Among the surprisingly regarded are the University of Louisville Cardinals, sitting at #17, eleven spots ahead of arch rival. That is also a loftier ranking than #19 Marquette or #20 Indiana, both of whom defeated the Cards, and a lower spot than #10 Michigan State, which fell to the Cardinals.

Mine’s not to reason why, etc, etc. It’s a good thing for Louisville and its legion of fans, many of whom are scurrying to jump back on board.

It probably has to do with strength of schedule, I suppose, that W over Sparty and close encounters with other Top 20 squads.

Whatever.

The Cards have vaulted to #37 in Ken Pomeroy’s highly respected computer rankings.

All of which is to say that, if U of L holds serve -- far from a given with the Cats and ACC grind coming up -- the Cards should be dancin’ come March.

Who was it that said it would never happen?

Oh yeah, me.

* * * * *

The following vent is about Rick Pitino. If you’re tired of hearing me carry on about the former U of L coach, or upset that I didn’t keep my vow never to broach the subject here again, save yourself the heartache, don’t read this.

So there I was, grabbing a quick bite to eat while holiday grocery shopping at the Whole Foods.

Frankly though, I didn’t have much of an appetite, so worried have I been about the long term unemployment of U of L’s most recent non-interim basketball coach.

Then, as I shall make clear in a bit, Rick Pitino’s best scenario came clear.

Perspective: I mean the guy’s totally, absolutely, 100% innocent of any of the series of wrongdoings that happened on his watch at the Belknap Campus. Yet, he’s a coaching pariah in his own land. Neither of two hot shot agents could land him a job in college, in the NBA, in the G League or the Tuesday Night Over 35 League at the JCC.
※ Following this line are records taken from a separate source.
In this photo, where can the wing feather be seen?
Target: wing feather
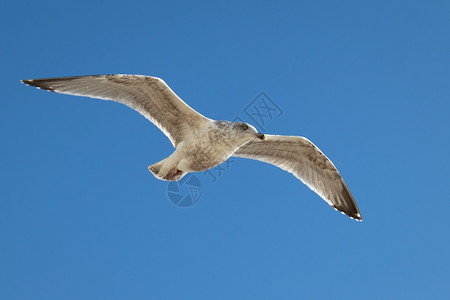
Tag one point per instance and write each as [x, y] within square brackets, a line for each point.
[305, 161]
[150, 96]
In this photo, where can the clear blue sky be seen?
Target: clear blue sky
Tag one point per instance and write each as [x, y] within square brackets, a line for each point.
[367, 81]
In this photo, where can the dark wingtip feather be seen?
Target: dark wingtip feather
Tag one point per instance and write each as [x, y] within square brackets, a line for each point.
[349, 206]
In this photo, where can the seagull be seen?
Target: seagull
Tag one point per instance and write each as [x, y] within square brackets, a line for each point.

So it’s been reported that Rick Pitino is headed to Greece to coach Panathinaikos -- yes, I had to look it up -- in whatever league or European competition they play in.
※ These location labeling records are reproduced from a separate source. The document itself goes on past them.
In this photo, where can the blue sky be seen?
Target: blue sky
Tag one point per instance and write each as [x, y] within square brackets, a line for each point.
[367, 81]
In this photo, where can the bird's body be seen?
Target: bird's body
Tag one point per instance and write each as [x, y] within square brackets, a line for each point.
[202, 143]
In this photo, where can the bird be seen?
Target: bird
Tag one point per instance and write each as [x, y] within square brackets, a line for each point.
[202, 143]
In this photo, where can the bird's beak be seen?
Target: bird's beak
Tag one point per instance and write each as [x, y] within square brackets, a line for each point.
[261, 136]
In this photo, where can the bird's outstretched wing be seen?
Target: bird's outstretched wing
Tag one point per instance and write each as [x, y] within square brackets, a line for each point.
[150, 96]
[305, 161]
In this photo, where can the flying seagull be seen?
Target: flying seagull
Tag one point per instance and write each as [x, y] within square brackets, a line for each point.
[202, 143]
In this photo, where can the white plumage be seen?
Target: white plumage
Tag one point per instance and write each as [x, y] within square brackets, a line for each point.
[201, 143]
Well, actually, there’s conflicting reports about The Rick’s status.

One of his agents, Drew Rosenhaus told ESPN that Pitino had agreed to take the job.

But, Pitino, who long ago mastered the ability to talk from both sides of his mouth, said only that he’s considering the job and will make a final decision after a family conference on this Friday.
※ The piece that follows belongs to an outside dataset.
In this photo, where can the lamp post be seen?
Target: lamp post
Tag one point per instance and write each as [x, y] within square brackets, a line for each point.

Ahh, Ricky, you love to keep us danglin’ danglin’ slowly slowly in the wind.

By the by, didn’t you say you were through with coaching?

All of which conjecture and pub I cherish. For it provides me a legit opportunity to share something I learned recently about the Grande Prevaricator, whom I obviously hold in not very high personal regard. (As if he could care.)

Remember back when Pitino was coronated as the coach to replace Denny Crum? During his acceptance soliloquy, he mentioned how he’d awakened that morning thinking he’d take the job at Michigan, which he’d been offered, which was filled later by John Beilein.

Which was a nice story, a cute anecdote. But for one thing.

According to Bill Martin, the Wolverine AD at the time, quoted in theathletic.com, Pitino was never offered the position at Michigan.

Imagine our surprise that Rick might have made something up.

Anyway, I realize that this little diatribe of mine is pretty pissy. Not a nice look, especially this time of year, but I own it. I can’t help myself. I’m not proud of it, but, hey, we all got bones to pick.

That Pitino is obsessed with getting back in the gym surprises nobody. He’s a junkie. I know it’s been driving him crazy that he’s not on a bench, yanking some guy somewhere who just double dribbled.

As much as I dislike Pitino, I’ll give him this: He works his butt off during the season. Which is why his withdrawal symptoms don’t surprise.

So, as I was munching on my salad bar medley, I saw my pal Bim, the biggest UCLA fan I know of in this burg.

At which moment, Pitino’s future became obvious. My pal agreed.

Steve Alford’s woefully underachieving Bruins get battered again tomorrow against Ohio State just days after the beatdown by Cincy’s Bearcats. The former Hoosier is fired.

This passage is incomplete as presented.